Friday, August 29, 2008

Trampy Sue comes to Suncheon!...

AND a whole lot of other Jeollanamdo-ers are coming too! Tonight is 'newbie night' but also 'reunion night' for those of us who trained in Gwangju, and apparently it's also 'farewell night' to foreigners I've never met. There's only one foreigner bar in town (Elvis's of course) so I guess we'll all be there! Friends from Mokpo, Wando (that's Suze), Gwangyang, and Yeosu are all coming.

Hopefully Suze we'll be here within the next 20 minutes, and then hopefully she's up for going on a walk (a VERY long one) to the Duck-e boats! (peddle-boats). Something about peddling up and down a Korean river in a Duck-e boat completely appeals to me.

It's been pretty lax for me since my Yeosu trip. Thursday night Dean, Mandy, and I drove to Gwangyang to have dinner with Kerry and Nicki, Vietnemese style. Then LAST night I called Ali around supper time and BEGGED her to have ANYTHING not Korean with me!! I love Korean food but it is KOREAN.

In Canada the food is so diverse and influenced by so many countries. But here the food involves rice, kimchi*, spice, meat, tofu or bean sprout soup, and millions of side dishes of veggies.
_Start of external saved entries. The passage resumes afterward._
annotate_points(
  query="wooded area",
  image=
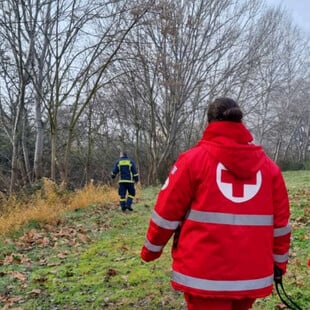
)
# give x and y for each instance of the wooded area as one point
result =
(82, 79)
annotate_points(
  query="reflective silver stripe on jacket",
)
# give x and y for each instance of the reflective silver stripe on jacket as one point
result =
(163, 223)
(280, 258)
(279, 232)
(218, 285)
(230, 219)
(152, 247)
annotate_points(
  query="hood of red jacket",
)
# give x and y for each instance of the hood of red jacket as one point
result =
(230, 144)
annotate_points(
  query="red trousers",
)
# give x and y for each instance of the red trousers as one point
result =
(201, 303)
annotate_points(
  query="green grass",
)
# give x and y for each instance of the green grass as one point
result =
(90, 260)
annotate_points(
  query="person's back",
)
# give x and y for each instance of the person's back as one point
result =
(228, 204)
(128, 175)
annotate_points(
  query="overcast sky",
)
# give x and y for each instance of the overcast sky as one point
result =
(298, 9)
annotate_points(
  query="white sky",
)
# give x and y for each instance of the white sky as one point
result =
(298, 9)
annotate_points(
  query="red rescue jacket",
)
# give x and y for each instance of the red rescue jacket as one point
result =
(226, 203)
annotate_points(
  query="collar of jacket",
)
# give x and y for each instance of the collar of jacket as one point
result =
(220, 131)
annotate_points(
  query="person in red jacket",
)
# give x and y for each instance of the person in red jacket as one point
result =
(226, 203)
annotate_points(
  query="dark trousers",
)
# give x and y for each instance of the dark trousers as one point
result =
(126, 189)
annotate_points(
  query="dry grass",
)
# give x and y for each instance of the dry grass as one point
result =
(49, 202)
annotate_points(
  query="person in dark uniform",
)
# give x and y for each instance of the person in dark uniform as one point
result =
(128, 176)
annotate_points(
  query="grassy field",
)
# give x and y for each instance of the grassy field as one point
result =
(88, 258)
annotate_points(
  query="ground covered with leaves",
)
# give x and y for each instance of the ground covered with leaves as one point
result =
(89, 259)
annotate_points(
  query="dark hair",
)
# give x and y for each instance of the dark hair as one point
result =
(224, 109)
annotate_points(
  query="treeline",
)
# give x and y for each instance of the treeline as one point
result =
(81, 80)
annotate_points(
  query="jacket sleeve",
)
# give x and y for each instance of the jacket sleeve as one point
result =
(282, 229)
(170, 209)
Maybe you bbq your meat at the table, or maybe it comes pre-cooked, maybe you mix stuff in with rice, or maybe you wrap it in lettuce leaves, but it is all basically the same formula. After living with variety for so long it's hard to eat the same thing for lunch and supper every day. (and Korean people even eat spicy kimchi and rice for breakfast!)
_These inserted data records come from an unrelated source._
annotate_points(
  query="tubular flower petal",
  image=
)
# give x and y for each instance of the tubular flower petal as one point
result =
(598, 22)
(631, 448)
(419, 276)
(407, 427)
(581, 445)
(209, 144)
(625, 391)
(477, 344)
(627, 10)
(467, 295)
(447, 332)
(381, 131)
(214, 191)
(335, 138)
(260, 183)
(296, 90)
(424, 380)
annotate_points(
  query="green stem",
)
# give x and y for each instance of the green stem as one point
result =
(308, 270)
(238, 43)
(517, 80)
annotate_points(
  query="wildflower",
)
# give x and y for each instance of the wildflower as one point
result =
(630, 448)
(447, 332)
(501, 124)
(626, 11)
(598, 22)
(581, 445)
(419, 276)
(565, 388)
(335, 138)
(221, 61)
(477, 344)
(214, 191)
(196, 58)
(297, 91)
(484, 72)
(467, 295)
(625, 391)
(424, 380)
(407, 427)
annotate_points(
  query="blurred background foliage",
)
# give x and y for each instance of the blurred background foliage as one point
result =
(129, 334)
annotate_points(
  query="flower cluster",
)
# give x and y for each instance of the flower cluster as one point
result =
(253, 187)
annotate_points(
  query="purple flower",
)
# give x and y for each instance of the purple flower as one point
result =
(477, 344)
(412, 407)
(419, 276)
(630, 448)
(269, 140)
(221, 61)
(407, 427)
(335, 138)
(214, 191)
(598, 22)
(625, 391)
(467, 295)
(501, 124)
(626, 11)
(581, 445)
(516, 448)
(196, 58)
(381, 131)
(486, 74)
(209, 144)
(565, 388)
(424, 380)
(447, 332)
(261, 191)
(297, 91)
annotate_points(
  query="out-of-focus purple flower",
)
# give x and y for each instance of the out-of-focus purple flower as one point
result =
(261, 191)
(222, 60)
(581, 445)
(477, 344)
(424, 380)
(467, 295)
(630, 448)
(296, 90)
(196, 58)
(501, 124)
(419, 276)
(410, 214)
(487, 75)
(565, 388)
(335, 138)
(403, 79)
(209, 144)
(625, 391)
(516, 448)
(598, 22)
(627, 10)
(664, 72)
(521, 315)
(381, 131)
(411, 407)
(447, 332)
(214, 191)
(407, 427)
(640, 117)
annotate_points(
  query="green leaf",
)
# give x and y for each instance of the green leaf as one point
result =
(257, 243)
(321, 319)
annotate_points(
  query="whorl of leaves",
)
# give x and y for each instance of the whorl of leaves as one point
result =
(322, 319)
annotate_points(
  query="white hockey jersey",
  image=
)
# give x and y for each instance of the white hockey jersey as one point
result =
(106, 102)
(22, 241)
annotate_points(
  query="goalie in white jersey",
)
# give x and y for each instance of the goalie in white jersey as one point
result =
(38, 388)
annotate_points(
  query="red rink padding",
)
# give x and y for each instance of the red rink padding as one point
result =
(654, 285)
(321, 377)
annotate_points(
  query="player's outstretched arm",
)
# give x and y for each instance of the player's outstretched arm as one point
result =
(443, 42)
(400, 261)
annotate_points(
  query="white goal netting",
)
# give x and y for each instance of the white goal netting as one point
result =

Anyway Ali was SO with me! So we went to the grocery store and made the best meal we could with the random food we came across. We ran into Mike, so he came too for random food. We also tried to get an ice cream bar each. They were sitting in the freezer individually packaged. But when we took them to the checkout, the cashier made a big X with her arms (this means NO, making a circle over your head with your arms means YES) then she flashed 9 fingers at us. And mimed a box. What? I didn't see any boxes. And if you need to buy 9 (random number) at a time, why aren't they packaged like that? So..no ice cream for us!
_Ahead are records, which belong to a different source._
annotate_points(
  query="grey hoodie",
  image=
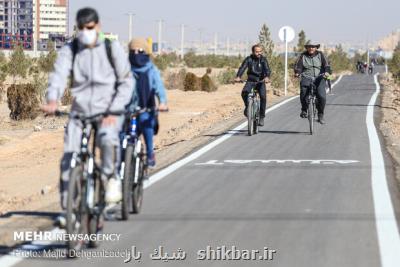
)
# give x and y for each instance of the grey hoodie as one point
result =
(94, 79)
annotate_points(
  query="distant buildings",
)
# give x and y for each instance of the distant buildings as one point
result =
(33, 23)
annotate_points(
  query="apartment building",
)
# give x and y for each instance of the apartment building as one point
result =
(32, 22)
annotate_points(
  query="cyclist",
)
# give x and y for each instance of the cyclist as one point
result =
(371, 67)
(148, 85)
(98, 86)
(312, 63)
(257, 70)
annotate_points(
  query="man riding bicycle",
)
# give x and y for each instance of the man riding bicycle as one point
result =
(257, 70)
(312, 63)
(148, 85)
(101, 84)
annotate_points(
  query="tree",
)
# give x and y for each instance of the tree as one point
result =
(339, 60)
(18, 64)
(266, 41)
(394, 63)
(301, 42)
(46, 62)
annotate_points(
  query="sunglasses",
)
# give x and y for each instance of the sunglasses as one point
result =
(139, 51)
(82, 27)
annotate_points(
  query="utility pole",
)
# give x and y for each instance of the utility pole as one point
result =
(160, 36)
(201, 41)
(182, 40)
(228, 46)
(131, 15)
(215, 43)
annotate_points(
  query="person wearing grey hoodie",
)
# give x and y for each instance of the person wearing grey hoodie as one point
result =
(100, 84)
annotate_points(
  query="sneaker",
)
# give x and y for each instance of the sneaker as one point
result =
(113, 191)
(303, 114)
(321, 118)
(261, 122)
(151, 161)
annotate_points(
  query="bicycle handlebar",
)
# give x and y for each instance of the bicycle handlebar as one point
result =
(247, 81)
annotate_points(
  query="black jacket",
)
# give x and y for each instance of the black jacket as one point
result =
(257, 68)
(298, 67)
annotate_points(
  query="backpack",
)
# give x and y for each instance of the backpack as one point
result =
(107, 42)
(75, 48)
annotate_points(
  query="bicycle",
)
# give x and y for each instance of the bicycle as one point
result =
(86, 189)
(133, 169)
(312, 101)
(253, 109)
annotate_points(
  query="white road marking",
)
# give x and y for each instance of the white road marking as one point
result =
(278, 161)
(386, 225)
(9, 260)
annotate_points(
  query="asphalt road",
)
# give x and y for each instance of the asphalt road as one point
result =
(300, 200)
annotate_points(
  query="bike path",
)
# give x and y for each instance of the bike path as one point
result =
(309, 198)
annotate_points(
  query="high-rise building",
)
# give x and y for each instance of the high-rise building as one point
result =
(30, 22)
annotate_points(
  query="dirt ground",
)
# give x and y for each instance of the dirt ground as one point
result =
(30, 151)
(390, 120)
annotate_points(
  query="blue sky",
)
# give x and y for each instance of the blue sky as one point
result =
(330, 21)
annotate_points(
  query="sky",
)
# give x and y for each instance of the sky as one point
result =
(338, 21)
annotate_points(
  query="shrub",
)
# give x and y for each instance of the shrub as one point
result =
(207, 84)
(226, 76)
(67, 97)
(192, 82)
(175, 80)
(22, 101)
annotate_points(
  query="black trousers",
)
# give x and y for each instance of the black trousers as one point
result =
(321, 95)
(262, 90)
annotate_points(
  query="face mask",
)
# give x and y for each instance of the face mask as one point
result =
(138, 60)
(87, 37)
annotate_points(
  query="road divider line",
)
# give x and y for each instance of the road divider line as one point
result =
(170, 169)
(385, 219)
(10, 260)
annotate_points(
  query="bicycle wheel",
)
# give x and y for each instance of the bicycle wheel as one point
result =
(137, 185)
(77, 216)
(311, 115)
(250, 117)
(96, 218)
(256, 116)
(129, 172)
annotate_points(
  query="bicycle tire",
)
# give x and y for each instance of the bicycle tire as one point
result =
(76, 208)
(256, 116)
(137, 188)
(129, 172)
(250, 117)
(311, 115)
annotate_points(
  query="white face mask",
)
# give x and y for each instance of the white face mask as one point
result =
(87, 37)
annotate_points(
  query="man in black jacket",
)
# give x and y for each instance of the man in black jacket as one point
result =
(257, 70)
(312, 63)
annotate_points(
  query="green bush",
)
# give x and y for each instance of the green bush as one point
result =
(192, 82)
(23, 101)
(214, 61)
(166, 60)
(339, 60)
(226, 76)
(175, 80)
(207, 84)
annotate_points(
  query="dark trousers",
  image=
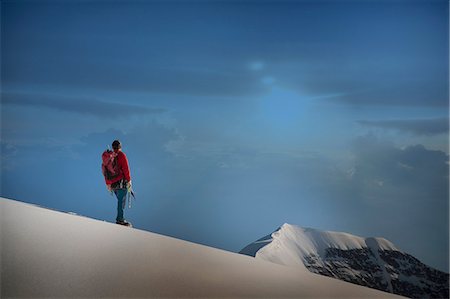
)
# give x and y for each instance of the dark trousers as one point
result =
(121, 195)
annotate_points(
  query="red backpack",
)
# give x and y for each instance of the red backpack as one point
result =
(110, 167)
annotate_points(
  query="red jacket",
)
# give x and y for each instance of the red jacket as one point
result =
(124, 168)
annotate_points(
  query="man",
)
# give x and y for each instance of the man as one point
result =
(122, 183)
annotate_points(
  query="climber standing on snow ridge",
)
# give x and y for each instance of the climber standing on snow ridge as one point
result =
(117, 177)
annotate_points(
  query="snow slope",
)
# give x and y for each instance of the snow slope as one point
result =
(45, 253)
(371, 262)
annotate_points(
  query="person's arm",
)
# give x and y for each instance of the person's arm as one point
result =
(123, 162)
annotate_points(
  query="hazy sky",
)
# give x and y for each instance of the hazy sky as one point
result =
(236, 116)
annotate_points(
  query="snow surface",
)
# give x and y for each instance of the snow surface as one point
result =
(291, 244)
(46, 253)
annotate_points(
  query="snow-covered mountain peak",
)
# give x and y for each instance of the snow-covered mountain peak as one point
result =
(372, 262)
(309, 241)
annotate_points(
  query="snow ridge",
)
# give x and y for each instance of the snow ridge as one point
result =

*Kimchi is the national dish of Korea and they eat it at EVERY meal. It's cabbage that's been fermented with various vegetables and probably oyster juice, plus something that makes it spicy. It's served cold. So to re-iterate, Kimchi is cold, spicy, fermented cabbage, that tastes fishy .Korean people can be VERY offended if you say you don't like Kimchi, as they equate Kimchi with Korean culture (I've never made this mistake, I've just heard). They believe Kimchi is very very good for health. The person who created the Jeollanamdo Language Program casually mentioned that the reason Korea never got SARS is because they all eat Kimchi.